Location
- 13 Sha'arei Hesed St. Sha'arei Hesed Jerusalem Israel
- 31°46′39″N 35°12′47″E﻿ / ﻿31.7775°N 35.2130°E

Information
- Established: 1993
- Rosh Yeshiva: Rabbi Binyomin Moskovits
- Affiliation: Orthodox Judaism
- Bachurim: 120
- Website: www.midrashshmuel.org

= Midrash Shmuel Yeshiva =

Midrash Shmuel (מדרש שמואל) is a Haredi yeshiva catering to Yeshiva students, located in the Sha'arei Hesed neighborhood in Jerusalem. It was founded in 1993 by Rabbi Binyomin Moskovits (who functions as its Rosh HaYeshiva, or dean), and was named after his mentor, Rabbi Shmuel Rozovsky.

==Educational goals==
The yeshiva is designed for English-speaking post-high-school students from both inside and outside Israel. Midrash Shmuel also has an introductory program called Aliyos Shmuel for college graduates and older students who seek to learn at a beginner's level, and a kollel (post-graduate) program which enrolls approximately 150 married students. All classes are held in English. The Yeshiva places immense importance on Torah study with special emphasis on Talmud study in depth. As opposed to more moderate interpretations, the Yeshiva views Talmud study not as a means to an end but an end in it of itself.

==History==
Midrash Shmuel is part of the widespread trend since the 1970s of yeshiva Torah study programs in Israel for post-high-school students from America and other English-speaking countries. In the 1970s there were only a handful of such programs for overseas students at the Mir, Brisk yeshiva, and Ponovezh yeshiva.

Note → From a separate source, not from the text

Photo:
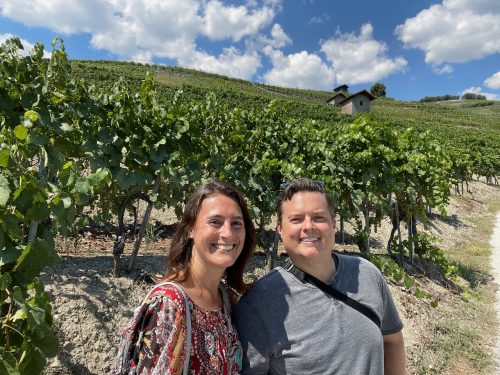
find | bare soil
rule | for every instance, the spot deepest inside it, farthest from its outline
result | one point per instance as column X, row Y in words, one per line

Today, there are dozens of such yeshivas.

Rabbi Moskovits opened Midrash Shmuel in the early 1990s at the urging of his students and with the heartfelt encouragement of Torah giants of the generation, Rabbi Shlomo Zalman Auerbach and Rabbi Elazar Menachem Mann Shach, among others.

==Educational activities==
Midrash Shmuel recruits students from the United States, United Kingdom, Germany, Russia, Mexico, South Africa, and France who have completed yeshiva high schools and its dean is active in this regard.

Students in the rabbinic ordination program receive semikhah directly from the rosh yeshiva Rabbi Moskovits. Students develop personal relationships with the rosh yeshiva and rabbinic lecturers which continue after graduation, as alumni participate in reunions and yeshiva fund-raising events in communities where they settle.

===Curriculum===
Rabbi Moskovits' gemara lectures are heavily influenced by Rabbi Shmuel Rozovsky, while his ethical lectures are influenced by Rabbi Yechezkel Levenstein. Moskovits emphasizes a strong textual reading of relevant sources. Every student in the yeshiva delivers, at a minimum, two chaburos ("informal lectures") per month.

===Summer programs===
Midrash Shmuel runs summer programs for high school students from England, Canada, the United States, and South Africa. The programs combine in-depth gemara learning and halakha, mussar, and hashkafah shiurim with recreational outings and activities.

===College accreditation===
College credits are offered through Touro College and Hebrew Theological College.

===Women's program===
In August 2010, actress and dancer Rachel Factor, whose husband studies at the Midrash Shmuel kollel, opened Midreshes Shmuel, a post-high school women's Torah learning and performing arts program, under the direction of Moskovits. However, this branch of the school closed in 2012.